Unsere Gesellschaft hat langsame, aber stetige Fortschritte bei der Rückkehr zu mehr Normalität gemacht, da wir gelernt haben, mit COVID-19 zu leben. Dennoch werden die Anstrengungen im Bereich der Virusüberwachung und der Pandemievorsorge fortgesetzt, ebenso wie die unermüdlichen Bemühungen, wiederkehrende Krankheitserreger auf neue Weise zu bekämpfen und zu diagnostizieren.
Die Bekämpfung und Eindämmung der Ausbreitung von Affenpocken, anderen sexuell übertragbaren Infektionen, durch Zecken übertragenen Krankheiten, Krebs, Alzheimer und weiteren Krankheiten wird auch weiterhin im Mittelpunkt der Arbeit von Spezialisten des Gesundheitswesens und der Teams für Diagnostik und Arzneimittelforschung stehen.
Fortschritte in der Automatisierung und Technologien wie die Ganzgenomsequenzierung (Whole Genome Sequencing, WGS), Genom-Editierung und Proteogenomik haben das Potential, die Gesundheit und das Wohlergehen der Menschen weltweit zu verbessern.
Gleichzeitig können die Fortschritte in der Technologie auch dazu führen, dass die Menge, die Art und die Komplexität wissenschaftlicher Daten zunimmt, was dazu führt, dass Cloud-basierte/SaaS-Konzepte für die Datenverwaltung (zur Förderung einer besseren Zusammenarbeit und einer zeitnahen und fundierten Entscheidungsfindung) ein immer wichtigerer Aspekt für Labore werden, den es zu berücksichtigen gilt.

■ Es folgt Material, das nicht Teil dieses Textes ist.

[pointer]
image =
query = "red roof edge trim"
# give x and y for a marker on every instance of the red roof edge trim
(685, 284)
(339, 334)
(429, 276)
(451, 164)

Innovation zur Ursachenforschung bei chronischen Krankheiten
Yves Dubaquie, Senior Vice President Diagnostics, PerkinElmer
Long COVID hat das Interesse der wissenschaftlichen Gemeinschaft an der Diagnostik chronischer Krankheiten neu geweckt, und das aus gutem Grund. Schätzungsweise eine von fünf Personen mit einer nachgewiesenen SARS-CoV-2-Infektion entwickelt nach der COVID Erkrankung Beschwerden wie Müdigkeit, “Hirnnebel”, Atembeschwerden oder Gelenkschmerzen, die über Wochen, Monate oder sogar länger anhalten können. Jüngste Forschungsergebnisse zeigen, dass Personen, die lange an COVID erkrankt waren, mit größerer Wahrscheinlichkeit Autoimmunitätsmarker im Blut aufwiesen als Personen, die sich schnell erholten oder sich nie mit dem Virus infiziert haben. Daraus sollten wir ableiten, dass sich die Weiterentwicklung neuer und bestehender Diagnostikmethoden zum Verständnis der Immunreaktion auf zellulärer Ebene im Jahr 2023 und darüber hinaus lohnen wird, und zwar nicht nur für Long COVID, sondern auch für zahlreiche weitere Erkrankungen. Die aktuelle Forschung zum chronischen Erschöpfungssyndrom (CFS) könnte beispielsweise zu einer besseren Diagnose und Behandlung für zahlreiche Betroffene dieser bisher unzureichend erforschten Krankheit führen.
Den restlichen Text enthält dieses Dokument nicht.